Les cours du brut ont reculé pour une cinquième séance consécutive mercredi, le West Texas Intermediate s’établissant à 86,60 dollars le baril, soit plus de 4 dollars de baisse depuis le début de la semaine. Les affrontements entre les États-Unis et l’Iran ont ravivé les tensions, sur fond de cessez-le-feu déjà fragile, mais ces évolutions n’ont pas suffi à soutenir durablement le pétrole. Le Corps des gardiens de la révolution islamique iranien a déclaré avoir frappé des bases américaines à Bahreïn, en Jordanie et au Koweït, en réponse à une attaque américaine visant des systèmes de défense et de radar dans le sud de l’Iran. Par ailleurs, selon des informations de presse, des frappes israéliennes dans le sud du Liban ont fait six morts.
Les traders ont, dans l’ensemble, fait abstraction des violations répétées du cessez-le-feu, laissant les prix bien en deçà de 100 dollars le baril. Plus tard mercredi, l’Energy Information Administration (EIA) doit publier son rapport hebdomadaire sur la variation des stocks de pétrole, attendu en baisse pour une septième semaine consécutive, dont un retrait de 4 millions de barils sur la semaine du 5 juin après une baisse de près de 8 millions de barils la semaine précédente. Les stocks commerciaux de pétrole sont décrits comme à leur plus bas niveau depuis 2003, et cette publication devrait peser sur le biais baissier de court terme du WTI.
Décorrélation entre géopolitique et fondamentaux de marché
Nous constatons que le marché ignore actuellement les flambées géopolitiques, se concentrant plutôt sur l’espoir d’une solution diplomatique entre les États-Unis et l’Iran. Ce sentiment crée une décorrélation entre la baisse des prix et le resserrement de l’offre physique.
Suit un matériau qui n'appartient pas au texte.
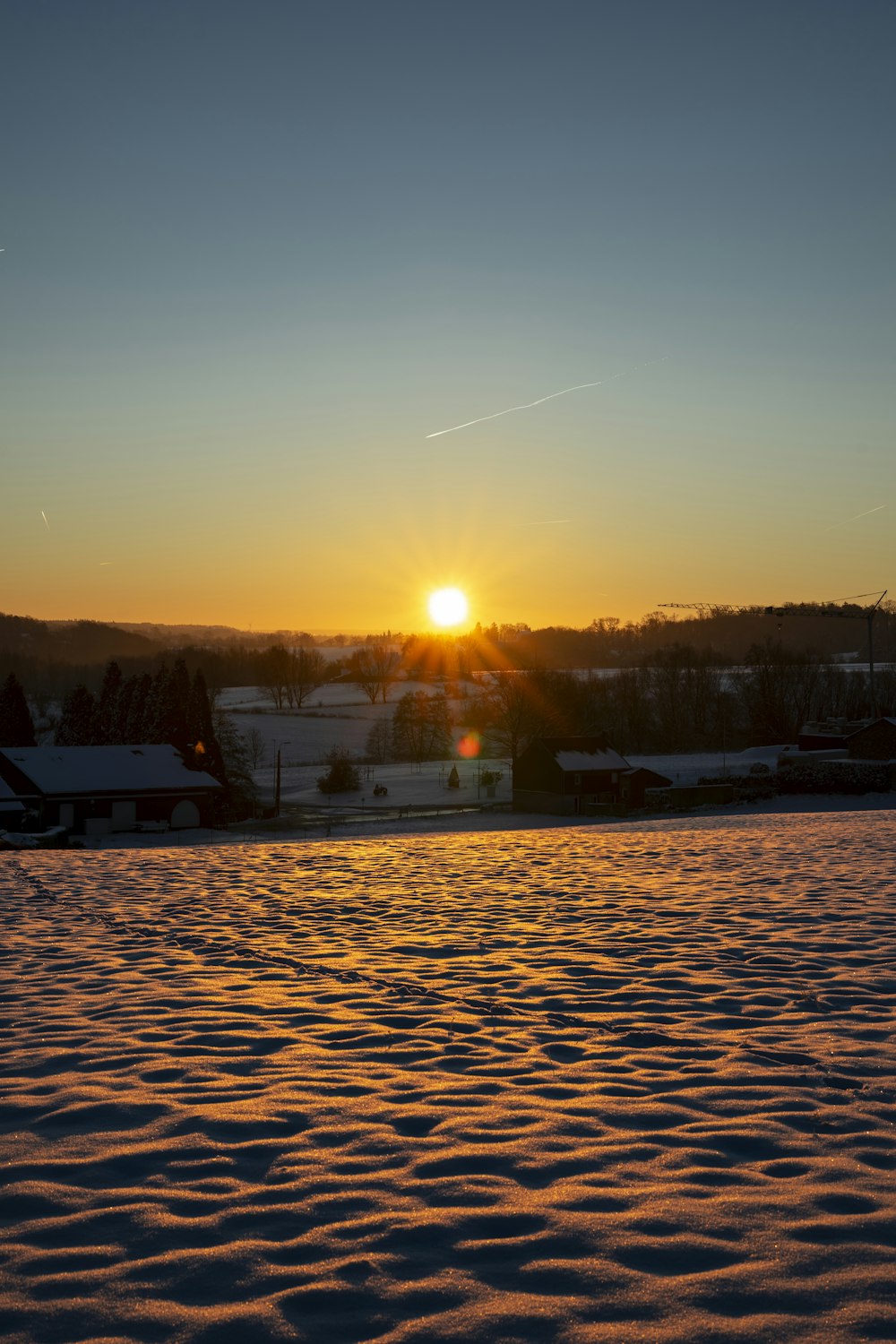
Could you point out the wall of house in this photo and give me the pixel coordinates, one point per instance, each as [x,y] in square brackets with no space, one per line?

Nous estimons que cela ouvre une fenêtre d’opportunité pour des positions haussières dans les prochaines semaines.
Se positionner sur un rebond dans un contexte de tension sur l’offre
Le prochain rapport de l’EIA devrait confirmer un retrait de 4 millions de barils, rapprochant les stocks commerciaux américains d’environ 425 millions de barils, un plus bas pour cette période de l’année depuis 2003. Les données récentes montrent également que la discipline de production de l’OPEP+ demeure élevée, la conformité restant solidement au-dessus de 100 % le mois dernier. Cette tension sur l’offre se heurte de plein fouet aux prévisions d’une demande estivale record d’essence aux États-Unis, attendue au-delà de 9,5 millions de barils par jour.
Compte tenu de la pénurie d’offre anticipée en juillet et août, nous nous positionnons sur un rebond en acquérant des options d’achat (calls). Plus précisément, nous ciblons des contrats WTI d’août avec des prix d’exercice compris entre 90 et 95 dollars. Ces options nous permettent de capter un potentiel de hausse alors que la tendance baissière actuelle a rendu leurs primes relativement peu coûteuses.
Cette configuration rappelle les conditions de marché de mi-2022, lorsque la tension fondamentale sur l’offre avait fini par l’emporter sur les craintes de récession, déclenchant une nette envolée des prix. La complaisance actuelle du marché face aux tensions au Moyen-Orient crée une dynamique similaire. Nous considérons le niveau actuel de 86,60 dollars comme un point d’entrée attractif avant que la réalité de l’offre n’oblige les prix à remonter.